Que la situation, comme vous l’écrivez, soit paradoxale, nous avons tous la triste consolation de nous savoir unanimes à le constater. Etre debout contre les fatalités de plus en plus difficiles à contenir ? d’accord, évidemment, en ce qui concerne le terrorisme en Afrique du Nord, dans la mesure où l’on étend cette condamnation et à l’ignoble « contre-terrorisme » des coloniaux et à celui, moins criminel en somme mais non moins lamentable, des nationalistes africains soutenus par vos amis de Moscou. Quant à se dresser contre le réarmement de l’Allemagne, permettez au vieil antimilitariste que je suis de vous dire qu’il ne sera décent d’en parler que lorsqu’on aura décidé et réalisé, au moins, le désarmement de la Russie.
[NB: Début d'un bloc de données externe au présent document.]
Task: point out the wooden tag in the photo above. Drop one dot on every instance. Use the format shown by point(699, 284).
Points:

Avoir le courage d’assumer le paradoxe du monde actuel, ou, pour le dire plus simplement, de consentir à voir clair, tel est sans doute ce qui, prenant en vous prétexte du respect et de la piété, vous fut objet de gêne et de scandale dans le texte de Camus. Malgré vous, il vous a contraint à prendre, ne fût-ce que fugacement et obscurément, conscience, mais conscience quand même, de la situation en porte à faux que vous partagez avec tant d’autres. Il faut bien que je me le dise pour concevoir qu’un homme comme vous, qui n’êtes point le polémiste sans scrupules que peut être Sartre – Sartre, qui ne se le rappelle ? traita Camus de flic – maintenant l’assimile (nul n’y verra de différence !) à un « vulgaire stalinien ». À mon tour, Monsieur, de compter sur votre conscience pour reconnaître que vous devriez laisser cette sorte de coups bas aux seuls théologiens de l’Église qui n’est pas la vôtre, celle, précisément, dont la police politique stalinienne ou néo-stalinienne demeure le bras séculier.
Moi aussi je signe : cordialement malgré tout, – et d’autant plus tristement vôtre.
[/Jean Paul
(Si je n’ai pas « relevé » aussi votre analyse du livre de Brupbacher, c’est que je n’en connaissais pas encore l’existence quand le dernier cahier de « Témoins » a paru.)